Both Joe and Hunter Biden have denied any wrongdoing related to Burisma. Hunter Biden has said he displayed poor judgment in accepting the board seat.
How Hunter Biden earned money from China is opaque.
The China business harks back a decade, to the month the Bidens touched down in Beijing. Twelve days after their arrival, the younger Biden took a board seat on a newly established private-equity firm called Bohai Harvest RST (Shanghai) Equity Investment Fund Management. He wasn’t paid, but the Journal has reported that after his father’s vice presidency ended, Hunter Biden bought 10% of the fund at a discounted price. He later stepped down and sold the share for virtually nothing, his legal team has said.
No money from BHR appears to figure in the government’s disclosures connected to the now-discarded plea deal last month. The fund underperformed but has been controversial because its shareholders included some of China’s biggest, government-managed financial giants, like Bank of China, and the financier who founded BHR, Jonathan Li, met the vice president during his two-day Beijing trip in 2013. “Just long enough to say hello and shake hands,” Hunter Biden said in his memoir. The book also said the BHR deal was settled before, not after, the China trip, which he described as an opportunity to catch up with his father.
Hunter Biden’s other China connection gets no mention in his book. But it has been a focal point of congressional investigations into his dealings and is identifiable in the signed Justice Department agreement with Hunter: a flash-in-the-pan Shanghai oil-and-finance conglomerate called CEFC China Energy and its free-spending chairman, Ye Jianming.
Text messages from his laptop and people familiar with the situation indicate Hunter Biden did personal favors for Ye Jianming, the chairman of the since-collapsed Chinese oil-and-finance conglomerate CEFC.

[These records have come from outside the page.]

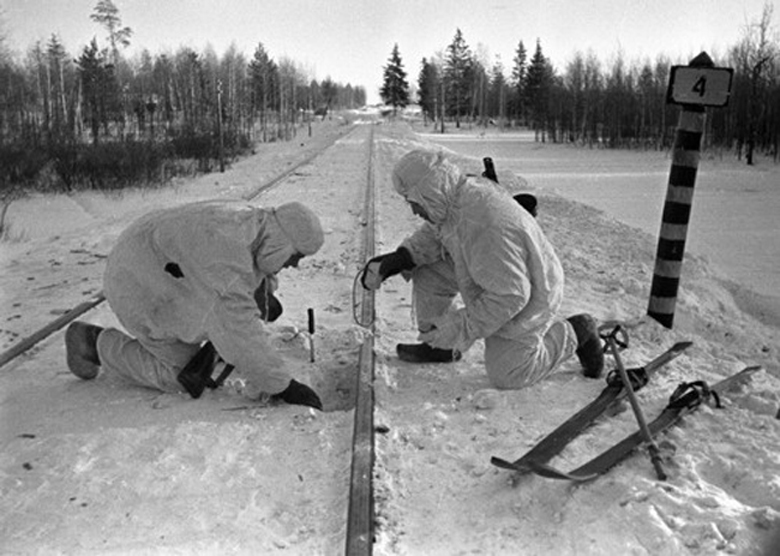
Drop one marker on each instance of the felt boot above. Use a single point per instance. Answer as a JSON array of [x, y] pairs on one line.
[[423, 353], [81, 349], [590, 350]]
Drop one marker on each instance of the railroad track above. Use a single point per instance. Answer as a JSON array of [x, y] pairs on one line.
[[360, 512]]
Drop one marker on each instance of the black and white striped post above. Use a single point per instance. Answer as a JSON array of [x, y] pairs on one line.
[[694, 86]]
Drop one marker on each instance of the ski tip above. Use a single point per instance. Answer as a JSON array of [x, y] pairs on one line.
[[681, 346], [502, 463], [544, 470]]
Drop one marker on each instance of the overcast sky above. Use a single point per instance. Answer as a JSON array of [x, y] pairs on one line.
[[351, 40]]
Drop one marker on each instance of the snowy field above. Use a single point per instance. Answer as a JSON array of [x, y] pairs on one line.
[[733, 224], [104, 467]]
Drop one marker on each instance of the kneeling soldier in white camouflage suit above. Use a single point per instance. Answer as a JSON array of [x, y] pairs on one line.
[[183, 276], [479, 242]]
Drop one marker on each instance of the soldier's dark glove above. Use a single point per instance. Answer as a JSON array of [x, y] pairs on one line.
[[528, 202], [299, 394], [382, 267], [270, 307]]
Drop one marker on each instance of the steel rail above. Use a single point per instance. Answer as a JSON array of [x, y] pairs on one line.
[[360, 516], [28, 342]]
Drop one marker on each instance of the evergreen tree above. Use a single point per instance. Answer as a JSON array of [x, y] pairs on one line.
[[107, 15], [457, 73], [395, 89], [497, 93], [428, 89], [264, 83], [519, 78], [538, 84]]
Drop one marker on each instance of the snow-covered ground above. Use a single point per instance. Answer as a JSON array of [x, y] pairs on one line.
[[104, 467]]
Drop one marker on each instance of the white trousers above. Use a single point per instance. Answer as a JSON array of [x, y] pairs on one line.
[[144, 361], [511, 363]]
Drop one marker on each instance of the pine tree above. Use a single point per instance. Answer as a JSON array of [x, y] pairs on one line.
[[395, 89], [107, 15], [538, 84], [519, 77], [428, 89], [457, 73]]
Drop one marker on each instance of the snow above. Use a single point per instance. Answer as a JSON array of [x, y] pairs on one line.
[[104, 467]]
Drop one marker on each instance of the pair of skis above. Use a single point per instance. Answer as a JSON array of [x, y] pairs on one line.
[[685, 400]]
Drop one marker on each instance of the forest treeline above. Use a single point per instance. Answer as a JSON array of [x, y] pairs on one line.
[[616, 105], [102, 120]]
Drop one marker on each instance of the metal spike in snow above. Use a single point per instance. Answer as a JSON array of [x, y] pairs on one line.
[[551, 445], [685, 399]]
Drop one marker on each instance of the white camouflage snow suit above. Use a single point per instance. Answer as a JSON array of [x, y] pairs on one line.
[[178, 277], [482, 244]]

The Journal has reported links between Ye and China’s military and how he associated with a Who’s Who of famous names around the world, including retired politicians and their relatives. From Prague to Moscow and Bucharest, CEFC committed billions of dollars to energy and financial investments that appeared to reflect Beijing’s official priorities for expanding its global influence, and by 2017 the company had set its sights on U.S. opportunities.
“It seems that Ye was offering powerful people around the world financial incentives—bribes, essentially—to cooperate with CEFC,” according to Jeremy Garlick, an associate professor at Prague University of Economics and Business who has studied the company.
CEFC and Hunter Biden established various U.S. joint ventures, including some named Hudson West, according to business records and former executives. Text messages from his laptop and people familiar with the situation indicate Hunter did personal favors for Ye, who quickly spent over $80 million on New York residences, and for CEFC as it prowled for energy and financial companies to buy in Romania and elsewhere. At one point, Ye gave the younger Biden a large diamond.
Within 18 months, CEFC-linked entities had paid around $5 million to Hunter Biden, according to banking records produced by congressional Republicans.
Then Ye mysteriously disappeared and CEFC collapsed. China’s government has refused to characterize the unraveling of what it once celebrated as the nation’s biggest private energy business.
The company never discussed its links to Hunter Biden. His legal team’s spokesman said of his involvement with CEFC: “Hunter Biden was a private citizen with every right to pursue his own business endeavors.”
CEFC’s demise followed a Justice Department prosecution of a top CEFC representative for bribery in New York, in which the representative was later convicted. Hunter Biden’s now-defunct agreement with the government says that in March 2018, his law firm received $1 million for legal fees to assist the CEFC representative. The government said that would have been enough to settle his tax arrears.